By Olakunle Agboola
London wakes early. Buses roar past, cars crawl through traffic, and office workers hurry with coffee cups in hand. The city hums with urgency and routine. Inside a modest flat in South London, Mama Grace begins her day long before the rush. She moves quietly through the kitchen, preparing breakfast and folding laundry before waking her granddaughter for school. The parents she loves hurry to work, unaware of the quiet force that keeps their home steady.
For many Nigerian families living abroad, grandmothers like Mama Grace are more than relatives visiting for a few months. They are the invisible hands that hold entire households together. They rise before dawn, feed children, soothe crying babies, and restore calm where exhaustion might otherwise rule. Their presence fills homes with patience, tradition, and love that no paid care can replace.
“Childcare here is overwhelming,” says Tolu Oni, a nurse in London. “I could not manage without my mother. She feeds the baby, drops my son off at school, and keeps the house in order while I work night shifts. Sometimes I pause just to watch her. She is the reason I can keep going.”
Full-time nursery care in London costs more than £239 a week. For many immigrant families, that amount covers essential bills such as council tax or utilities. Bringing a mother from Nigeria offers stability, trust, and cultural grounding that money cannot buy.
“My mother and mother-in-law have saved my family more than I can measure,” says Bola Adu, another nurse in London. “They rotate visits every six months and have done so for three years. They give what no nursery can offer, and that is reassurance, familiarity, and a sense of home. The children feel it, and so do we.”
UK visitor visas allow a six-month stay and prohibit paid work. Families adapt by rotating grandmothers. One leaves, another arrives. In 2024, over 33,000 visitor visas were issued to Nigerians under family categories. Immigration experts describe these women as unpaid caregivers quietly filling childcare gaps.
Grandmothers have always been central to child-rearing in Nigeria. The saying “it takes a village to raise a child” reflects lived reality. Abroad, that village grows smaller, and these grandmothers rebuild it piece by piece.
“For us, it is not only about money,” says Chika Ozoya, a tech consultant in Manchester. “It is about trust. My mother raised me. She knows how to raise my children in ways I deeply respect.”

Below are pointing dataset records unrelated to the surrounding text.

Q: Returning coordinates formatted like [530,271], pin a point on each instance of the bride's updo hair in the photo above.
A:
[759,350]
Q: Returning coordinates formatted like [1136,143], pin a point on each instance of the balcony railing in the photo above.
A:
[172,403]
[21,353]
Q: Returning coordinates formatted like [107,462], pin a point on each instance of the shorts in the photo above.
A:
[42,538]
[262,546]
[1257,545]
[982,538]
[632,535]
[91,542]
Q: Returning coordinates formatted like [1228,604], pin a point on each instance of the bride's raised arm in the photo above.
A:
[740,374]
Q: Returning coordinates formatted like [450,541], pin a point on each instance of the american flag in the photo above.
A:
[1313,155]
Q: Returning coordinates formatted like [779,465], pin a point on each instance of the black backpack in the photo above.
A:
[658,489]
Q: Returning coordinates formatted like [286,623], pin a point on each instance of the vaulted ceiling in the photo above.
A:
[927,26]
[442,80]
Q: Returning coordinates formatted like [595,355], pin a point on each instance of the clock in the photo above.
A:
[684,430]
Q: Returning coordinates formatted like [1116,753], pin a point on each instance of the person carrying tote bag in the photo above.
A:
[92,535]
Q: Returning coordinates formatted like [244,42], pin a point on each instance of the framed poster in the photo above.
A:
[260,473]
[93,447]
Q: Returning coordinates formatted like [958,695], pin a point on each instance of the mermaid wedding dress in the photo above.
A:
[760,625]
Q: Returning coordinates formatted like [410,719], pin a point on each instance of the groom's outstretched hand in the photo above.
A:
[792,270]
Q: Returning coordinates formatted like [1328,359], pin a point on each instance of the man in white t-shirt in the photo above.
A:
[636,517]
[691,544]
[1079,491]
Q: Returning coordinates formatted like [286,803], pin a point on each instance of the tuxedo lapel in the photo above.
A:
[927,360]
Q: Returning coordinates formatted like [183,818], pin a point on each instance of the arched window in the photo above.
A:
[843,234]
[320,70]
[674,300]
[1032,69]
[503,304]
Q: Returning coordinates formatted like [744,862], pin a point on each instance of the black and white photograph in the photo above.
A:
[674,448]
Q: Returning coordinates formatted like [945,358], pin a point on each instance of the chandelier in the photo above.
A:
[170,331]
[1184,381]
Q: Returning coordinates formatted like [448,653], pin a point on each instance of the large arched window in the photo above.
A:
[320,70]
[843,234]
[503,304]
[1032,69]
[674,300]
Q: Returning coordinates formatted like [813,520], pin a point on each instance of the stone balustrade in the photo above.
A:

Even the children notice. Eight-year-old David Ola beams as he leaves school. “Grandma’s food tastes better than school lunch,” he says. “She tells stories about Nigeria that make me laugh.”
Canada recognises the importance of this kind of family support through its Super Visa programme, which allows parents and grandparents to stay for up to five years. Over 40,000 Super Visas were issued in 2023. Many UK families imagine a similar system that would give them relief from constant visa renewals and separations.
“If the UK had a programme like that, our lives would be easier,” says Tolu Oni. “Every six months feels like a race. We time arrivals and departures like a relay. It is exhausting but necessary.”
Grandmothers also make enormous personal sacrifices. Mama Grace, now 68, divides her year between London and Lagos. “I do not mind the travel,” she says with a smile. “I love my grandchildren. Seeing them smile, holding their hands, and hearing them call me Grandma gives my life meaning. Six months here, six months home, it keeps me strong.”
The challenges are real. Flights are expensive, visas uncertain, winters harsh, and family celebrations in Nigeria often missed. Madam Rachell, who lives with her daughter in East London, shares quietly, “I keep busy with streaming shows and calls to friends at home, but there are lonely moments. Summer is beautiful, winter is difficult. The weather here changes like Nigeria’s power supply.”
These women are the unseen pillars of both family and economy. If their caregiving were counted, economists estimate it would be worth millions of pounds each year. Alongside Nigeria’s annual twenty billion dollars in remittances, their unpaid labour sustains households and communities across continents. Their work remains unrecorded, unrecognised, and uncompensated.
Sociologist Dr Temitope Adebayo describes them as “mobile kinship anchors.” They are not migrants in the usual sense. They are bridges between generations, custodians of values, and lifelines across oceans.
When school ends in South London, children rush from classrooms shouting, “Grandma!” Their laughter echoes through the cold evening air as they run into warm, waiting arms. Small acts of love travel farther than flights, visas, or borders.
Mama Grace says softly, “We raised our children. Now we are raising their children too.”
Migration is more than the pursuit of a better life. It is the quiet inheritance of love, resilience, and culture carried from one generation to another.